Tuesday 11 January 2011

Lindu, Namanya…

Ada naga di bawah tempat tinggalku. Telah lama kudengar ceritanya dari nenekku yang renta. Ceritanya amatlah sangat misterius. Gelap berselubung kabut. Berlumut.
Namun tak sedikitpun aku sempat menaruh kecurigaan terhadap kemungkinan yang sekeras karang di balik lumut yang bersarang. Dongeng itupun kulewatkan sebagai salah satu dari sekian banyak dinding ruang-ruang waktu kecilku.
Kata nenek naga itu sangatlah tua. Saking tuanya, sisiknya yang tajam berwarna abu. Iapun sangat panjang. Ekornya tertindas laut dan kepalanya diinjak gunung. Nenek pun berkata bahwa gunung dan laut adalah berguna merantai tubuh si naga jahat yang jumawa.
Namun aku tak juga mau percaya. Pelajaran Geografi memberitahuku bahwa tak ada makhluk hidup di bawah bumi. (Barangkali hanya di bawah tempat tinggalku.) - Selain cacing, dan juga curut.
Pelajaran Geografi adalah seseorang dengan pakaian yang rapi dilengkapi dasi dan manset emas cemerlang. Ia datang satu kali satu minggu untuk memberitahuku dan teman-temanku tentang lempeng-lempeng tanah yang berjalan. Tentang gunung-gunung dan parit-parit curam di laut. Tentang awan, langit, batu dan salju. Pelajaran Geografi adalah pribadi yang pintar.
Nenekku yang renta berkata, naga itu begitu purbanya. Lindu, namanya. Sudah lama Ia tertidur di dalam tanah. Terakhir ia terbangun dan menguap lalu menggeliat, belumlah aku pun lahir. Waktu kecil, ketika aku tengah bergurau dengan beberapa dari temanku, tanah kurasakan bergetar. Dan nenekku yang renta pun bersorak bergeluntur lalu berkata bahwa naga akan bangun. Tapi tak terjadi satu apapun. Tanah tak terbelah dan naga itu - Lindu, namanya - tak keluar. Nenek lalu bergumam: Ia sedang membenarkan badannya.
Tapi Pelajaran Geografi yang pintar meyakinkanku bahwa tak ada dan tidak akan pernah ada naga di bawah tanah - bahkan tidak di bawah tempat tinggalku.
Pagi ini aku melihatnya dengan mata berkerak sisa tidur lelap yang tergugah.
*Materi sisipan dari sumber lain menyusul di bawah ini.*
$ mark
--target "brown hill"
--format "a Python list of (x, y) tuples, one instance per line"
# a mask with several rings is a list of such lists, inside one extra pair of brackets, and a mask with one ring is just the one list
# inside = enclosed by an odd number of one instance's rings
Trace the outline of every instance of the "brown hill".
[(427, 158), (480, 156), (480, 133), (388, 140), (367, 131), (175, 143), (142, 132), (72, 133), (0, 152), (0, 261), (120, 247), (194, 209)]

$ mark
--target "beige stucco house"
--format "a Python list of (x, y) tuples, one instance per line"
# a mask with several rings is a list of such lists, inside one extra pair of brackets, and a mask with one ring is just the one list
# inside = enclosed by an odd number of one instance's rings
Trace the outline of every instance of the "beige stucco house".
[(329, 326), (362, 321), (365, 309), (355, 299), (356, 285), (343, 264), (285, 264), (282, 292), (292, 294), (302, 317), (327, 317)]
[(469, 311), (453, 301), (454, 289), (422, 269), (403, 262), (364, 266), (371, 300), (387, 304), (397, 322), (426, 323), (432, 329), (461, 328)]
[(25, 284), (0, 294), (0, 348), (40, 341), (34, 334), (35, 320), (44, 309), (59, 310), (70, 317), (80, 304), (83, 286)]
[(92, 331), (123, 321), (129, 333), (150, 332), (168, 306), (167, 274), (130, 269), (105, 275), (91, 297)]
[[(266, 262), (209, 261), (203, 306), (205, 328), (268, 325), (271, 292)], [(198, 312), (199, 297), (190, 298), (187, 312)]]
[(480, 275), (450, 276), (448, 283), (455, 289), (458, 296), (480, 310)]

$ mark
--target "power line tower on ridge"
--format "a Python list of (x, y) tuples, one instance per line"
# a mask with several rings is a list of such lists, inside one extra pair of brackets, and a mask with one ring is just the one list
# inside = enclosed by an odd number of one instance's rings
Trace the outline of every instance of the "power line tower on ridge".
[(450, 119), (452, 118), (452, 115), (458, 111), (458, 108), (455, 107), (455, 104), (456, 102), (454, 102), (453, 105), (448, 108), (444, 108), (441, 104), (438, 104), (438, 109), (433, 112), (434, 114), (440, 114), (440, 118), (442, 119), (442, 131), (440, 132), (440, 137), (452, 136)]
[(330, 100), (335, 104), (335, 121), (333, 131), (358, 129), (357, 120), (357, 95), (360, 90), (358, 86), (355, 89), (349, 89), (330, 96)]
Kasurku bergelombang dan tembok-tembok bergemuruh. Dia bangun: Nenekku berteriak sebelum ia mati tertimpa balok yang rapuh. Lalu aku melihatnya. Ia keluar dari tanah: Ekornya yang besar dan panjang menyeret sepertiga tanah di lautan, dan kepalanya yang busuk mengejutkan gunung. Ia bangun dan menguap lalu rayap ke utara. Aku masih bisa melihat kaki belakangnya saat Ia berpaling ke barat kemudian terbang ke sana. Ia ingin bertemu teman-temannya dan membangunkan mereka yang telah tertidur sama lamanya dengan dirinya. Dia, Lindu, namanya...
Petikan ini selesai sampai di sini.